France's new envoy to Iran told President Ebrahim Raisi that Tehran had to immediately release seven French nationals detained in the country, the foreign ministry said after the envoy handed his credentials to the Iranian leader this week.
Nicolas Roche was pictured this week in a local media meeting Raisi with the state news agency IRNA saying that the Iranian president had criticized France's Islamophobia and that Roche had been mandated to lift misunderstandings in relations.
Ties between France and Iran have deteriorated in recent months with Tehran detaining seven French nationals in what Paris has said are arbitrary arrests that are equivalent to state hostage-taking.
Describing the policy as "reprehensible", Deputy foreign ministry spokesman Francois Delmas said that by continuing to hold its citizens, Iran's relations with France and Europe could only worsen.

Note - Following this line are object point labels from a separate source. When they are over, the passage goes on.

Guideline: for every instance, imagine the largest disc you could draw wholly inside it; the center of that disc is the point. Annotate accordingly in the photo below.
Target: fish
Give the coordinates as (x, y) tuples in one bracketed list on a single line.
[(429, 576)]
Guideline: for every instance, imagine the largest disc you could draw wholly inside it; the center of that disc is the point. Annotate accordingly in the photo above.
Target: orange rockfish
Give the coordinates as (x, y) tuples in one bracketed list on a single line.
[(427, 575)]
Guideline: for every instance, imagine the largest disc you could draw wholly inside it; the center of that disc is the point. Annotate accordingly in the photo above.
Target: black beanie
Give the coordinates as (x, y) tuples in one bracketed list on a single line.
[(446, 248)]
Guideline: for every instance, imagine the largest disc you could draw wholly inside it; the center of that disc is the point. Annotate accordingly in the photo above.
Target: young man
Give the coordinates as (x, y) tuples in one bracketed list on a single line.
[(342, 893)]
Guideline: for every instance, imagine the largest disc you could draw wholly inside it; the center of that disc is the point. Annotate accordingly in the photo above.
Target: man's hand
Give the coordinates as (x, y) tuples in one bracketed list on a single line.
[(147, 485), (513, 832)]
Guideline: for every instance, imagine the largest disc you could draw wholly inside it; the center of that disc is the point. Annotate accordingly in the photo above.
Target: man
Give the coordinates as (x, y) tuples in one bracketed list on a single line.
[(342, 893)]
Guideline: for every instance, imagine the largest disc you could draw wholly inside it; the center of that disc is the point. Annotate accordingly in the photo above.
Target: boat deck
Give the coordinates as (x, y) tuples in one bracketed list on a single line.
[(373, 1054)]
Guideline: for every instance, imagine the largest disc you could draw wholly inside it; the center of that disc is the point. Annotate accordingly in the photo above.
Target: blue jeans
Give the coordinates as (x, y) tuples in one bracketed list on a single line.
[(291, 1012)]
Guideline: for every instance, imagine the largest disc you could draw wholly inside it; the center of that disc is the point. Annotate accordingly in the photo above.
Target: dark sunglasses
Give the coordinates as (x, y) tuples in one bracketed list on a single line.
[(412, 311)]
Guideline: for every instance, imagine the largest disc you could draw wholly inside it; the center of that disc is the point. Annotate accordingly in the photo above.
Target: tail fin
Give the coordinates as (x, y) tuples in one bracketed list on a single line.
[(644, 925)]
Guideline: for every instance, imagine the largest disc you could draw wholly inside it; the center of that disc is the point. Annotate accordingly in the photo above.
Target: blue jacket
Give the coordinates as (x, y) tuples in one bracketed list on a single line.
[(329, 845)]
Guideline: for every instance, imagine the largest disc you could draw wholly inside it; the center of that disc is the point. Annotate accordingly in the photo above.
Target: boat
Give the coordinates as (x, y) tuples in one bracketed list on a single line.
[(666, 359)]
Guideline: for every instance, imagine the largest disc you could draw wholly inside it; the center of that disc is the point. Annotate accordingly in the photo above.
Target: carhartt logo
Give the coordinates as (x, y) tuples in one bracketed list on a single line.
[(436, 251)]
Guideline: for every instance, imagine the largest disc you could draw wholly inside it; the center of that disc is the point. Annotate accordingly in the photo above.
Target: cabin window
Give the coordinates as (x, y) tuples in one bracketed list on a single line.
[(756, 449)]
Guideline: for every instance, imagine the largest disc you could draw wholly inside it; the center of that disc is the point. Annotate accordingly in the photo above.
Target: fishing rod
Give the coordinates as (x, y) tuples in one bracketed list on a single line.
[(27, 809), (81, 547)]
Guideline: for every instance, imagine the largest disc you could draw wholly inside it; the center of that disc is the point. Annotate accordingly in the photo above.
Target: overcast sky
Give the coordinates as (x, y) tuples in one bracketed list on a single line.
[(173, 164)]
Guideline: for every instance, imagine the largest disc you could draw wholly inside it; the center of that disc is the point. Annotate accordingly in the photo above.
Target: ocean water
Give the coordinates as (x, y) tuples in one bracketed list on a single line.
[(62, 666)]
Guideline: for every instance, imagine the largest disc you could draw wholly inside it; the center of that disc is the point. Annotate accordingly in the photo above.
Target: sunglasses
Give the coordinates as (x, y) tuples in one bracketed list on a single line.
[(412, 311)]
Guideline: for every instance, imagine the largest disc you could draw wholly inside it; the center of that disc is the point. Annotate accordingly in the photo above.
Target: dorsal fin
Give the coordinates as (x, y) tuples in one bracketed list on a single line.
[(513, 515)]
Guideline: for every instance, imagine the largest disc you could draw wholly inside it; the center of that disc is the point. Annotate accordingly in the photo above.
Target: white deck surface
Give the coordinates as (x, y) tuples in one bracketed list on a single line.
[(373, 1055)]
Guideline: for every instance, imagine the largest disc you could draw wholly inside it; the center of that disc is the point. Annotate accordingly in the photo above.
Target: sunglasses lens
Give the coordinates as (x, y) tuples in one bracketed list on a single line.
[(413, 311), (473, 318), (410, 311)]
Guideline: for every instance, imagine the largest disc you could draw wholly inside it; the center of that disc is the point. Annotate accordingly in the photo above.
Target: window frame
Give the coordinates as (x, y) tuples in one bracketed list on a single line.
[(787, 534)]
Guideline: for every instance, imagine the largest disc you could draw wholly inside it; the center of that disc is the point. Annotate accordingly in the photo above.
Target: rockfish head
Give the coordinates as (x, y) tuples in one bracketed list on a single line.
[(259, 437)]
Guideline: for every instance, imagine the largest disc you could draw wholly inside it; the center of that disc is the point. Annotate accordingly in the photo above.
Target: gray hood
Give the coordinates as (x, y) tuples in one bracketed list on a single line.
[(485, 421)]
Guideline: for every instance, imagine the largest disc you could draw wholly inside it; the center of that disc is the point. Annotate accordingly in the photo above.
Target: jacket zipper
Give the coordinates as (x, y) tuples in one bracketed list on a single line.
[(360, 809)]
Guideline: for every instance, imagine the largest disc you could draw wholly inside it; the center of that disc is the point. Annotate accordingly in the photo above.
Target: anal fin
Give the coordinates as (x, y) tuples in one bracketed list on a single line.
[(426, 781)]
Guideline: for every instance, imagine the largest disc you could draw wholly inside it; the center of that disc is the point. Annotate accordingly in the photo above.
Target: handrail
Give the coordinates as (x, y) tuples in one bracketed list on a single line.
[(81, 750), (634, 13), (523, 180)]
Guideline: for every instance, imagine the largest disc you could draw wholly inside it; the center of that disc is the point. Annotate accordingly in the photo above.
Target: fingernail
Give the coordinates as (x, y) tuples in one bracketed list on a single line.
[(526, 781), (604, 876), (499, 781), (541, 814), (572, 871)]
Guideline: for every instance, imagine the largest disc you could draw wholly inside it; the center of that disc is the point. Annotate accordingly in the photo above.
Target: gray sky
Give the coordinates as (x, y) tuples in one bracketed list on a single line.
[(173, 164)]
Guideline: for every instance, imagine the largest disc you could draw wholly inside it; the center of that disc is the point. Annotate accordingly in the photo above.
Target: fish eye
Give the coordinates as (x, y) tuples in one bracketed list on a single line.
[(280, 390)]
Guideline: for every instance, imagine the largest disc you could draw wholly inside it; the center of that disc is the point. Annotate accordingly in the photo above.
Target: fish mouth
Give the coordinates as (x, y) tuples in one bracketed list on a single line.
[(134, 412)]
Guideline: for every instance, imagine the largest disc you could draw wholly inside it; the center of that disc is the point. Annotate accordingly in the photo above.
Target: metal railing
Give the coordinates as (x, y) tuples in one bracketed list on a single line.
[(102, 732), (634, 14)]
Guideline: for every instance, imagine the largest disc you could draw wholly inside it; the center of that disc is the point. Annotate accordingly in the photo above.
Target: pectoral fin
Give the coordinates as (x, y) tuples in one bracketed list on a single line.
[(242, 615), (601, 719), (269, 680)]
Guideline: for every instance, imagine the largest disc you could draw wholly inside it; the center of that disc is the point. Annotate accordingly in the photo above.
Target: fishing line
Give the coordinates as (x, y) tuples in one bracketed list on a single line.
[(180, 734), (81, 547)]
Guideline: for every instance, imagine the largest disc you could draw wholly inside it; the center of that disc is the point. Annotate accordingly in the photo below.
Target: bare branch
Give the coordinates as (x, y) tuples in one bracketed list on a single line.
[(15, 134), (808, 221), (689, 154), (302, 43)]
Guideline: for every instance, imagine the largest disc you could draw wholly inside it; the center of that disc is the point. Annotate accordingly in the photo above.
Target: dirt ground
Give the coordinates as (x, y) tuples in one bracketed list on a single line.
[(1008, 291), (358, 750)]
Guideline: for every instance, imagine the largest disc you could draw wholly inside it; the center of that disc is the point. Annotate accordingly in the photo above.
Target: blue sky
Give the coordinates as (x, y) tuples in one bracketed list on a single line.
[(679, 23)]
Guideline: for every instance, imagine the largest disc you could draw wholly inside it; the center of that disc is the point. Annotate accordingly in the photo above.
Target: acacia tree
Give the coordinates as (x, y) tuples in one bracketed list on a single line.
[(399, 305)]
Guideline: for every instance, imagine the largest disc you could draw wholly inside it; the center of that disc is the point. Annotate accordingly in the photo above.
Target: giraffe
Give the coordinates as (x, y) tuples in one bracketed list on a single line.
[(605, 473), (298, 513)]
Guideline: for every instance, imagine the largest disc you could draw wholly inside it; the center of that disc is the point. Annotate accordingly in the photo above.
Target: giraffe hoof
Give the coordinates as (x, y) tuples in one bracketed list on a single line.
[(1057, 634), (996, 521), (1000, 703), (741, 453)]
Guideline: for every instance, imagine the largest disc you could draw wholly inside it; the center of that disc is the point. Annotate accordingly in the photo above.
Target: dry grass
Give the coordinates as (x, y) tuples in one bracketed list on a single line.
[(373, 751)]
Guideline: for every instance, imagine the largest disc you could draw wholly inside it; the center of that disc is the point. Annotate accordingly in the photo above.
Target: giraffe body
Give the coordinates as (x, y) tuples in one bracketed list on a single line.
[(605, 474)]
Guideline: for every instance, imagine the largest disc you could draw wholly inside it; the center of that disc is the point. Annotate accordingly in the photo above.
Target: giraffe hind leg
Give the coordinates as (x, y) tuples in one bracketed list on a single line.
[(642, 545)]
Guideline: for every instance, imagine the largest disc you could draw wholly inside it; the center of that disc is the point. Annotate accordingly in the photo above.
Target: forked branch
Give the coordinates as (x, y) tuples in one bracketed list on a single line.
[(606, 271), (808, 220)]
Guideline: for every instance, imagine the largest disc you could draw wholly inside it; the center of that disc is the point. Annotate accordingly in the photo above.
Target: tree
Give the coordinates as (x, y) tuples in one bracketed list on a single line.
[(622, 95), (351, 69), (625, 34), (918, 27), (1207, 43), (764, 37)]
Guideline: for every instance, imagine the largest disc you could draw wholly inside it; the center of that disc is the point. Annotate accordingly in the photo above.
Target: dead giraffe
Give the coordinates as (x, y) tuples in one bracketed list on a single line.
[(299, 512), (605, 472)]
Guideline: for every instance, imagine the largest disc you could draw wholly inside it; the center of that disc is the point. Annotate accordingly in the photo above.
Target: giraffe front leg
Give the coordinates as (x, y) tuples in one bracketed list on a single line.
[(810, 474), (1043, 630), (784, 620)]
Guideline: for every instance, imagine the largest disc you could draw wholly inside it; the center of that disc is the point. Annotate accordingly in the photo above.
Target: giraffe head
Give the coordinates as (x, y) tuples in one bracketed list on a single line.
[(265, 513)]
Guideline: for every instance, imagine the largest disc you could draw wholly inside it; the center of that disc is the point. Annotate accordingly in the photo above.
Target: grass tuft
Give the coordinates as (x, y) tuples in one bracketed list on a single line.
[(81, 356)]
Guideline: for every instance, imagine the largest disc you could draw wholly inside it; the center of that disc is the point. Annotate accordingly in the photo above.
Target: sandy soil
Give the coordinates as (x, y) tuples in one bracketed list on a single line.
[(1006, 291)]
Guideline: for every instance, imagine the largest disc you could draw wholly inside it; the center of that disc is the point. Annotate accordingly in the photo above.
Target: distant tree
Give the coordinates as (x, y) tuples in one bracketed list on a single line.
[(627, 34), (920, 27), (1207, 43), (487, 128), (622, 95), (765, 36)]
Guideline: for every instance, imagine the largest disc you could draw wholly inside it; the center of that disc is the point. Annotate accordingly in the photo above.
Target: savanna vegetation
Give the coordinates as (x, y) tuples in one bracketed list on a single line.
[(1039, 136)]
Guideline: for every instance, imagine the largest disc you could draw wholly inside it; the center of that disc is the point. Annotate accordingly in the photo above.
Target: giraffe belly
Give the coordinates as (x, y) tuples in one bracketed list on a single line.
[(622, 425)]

He said the new ambassador had made it clear to Raisi that the French citizens should be released immediately and that the conditions they were being held in were unacceptable.
Paris is particularly concerned by the condition of Franco-Irish citizen Bernard Phelan and French citizen Benjamin Briere, who last week began a hunger strike, according to a statement from the family.
Delmas said Paris was holding Tehran responsible for their health and demanded that Phelan be provided urgent medical care, which he was still being denied.
In recent years, Iran's elite Revolutionary Guards have arrested dozens of dual nationals and foreigners, mostly on charges related to espionage and security.
groups have accused Iran of trying to extract concessions from other countries through such arrests. Iran, which does not recognize dual nationality, denies taking prisoners to gain diplomatic leverage.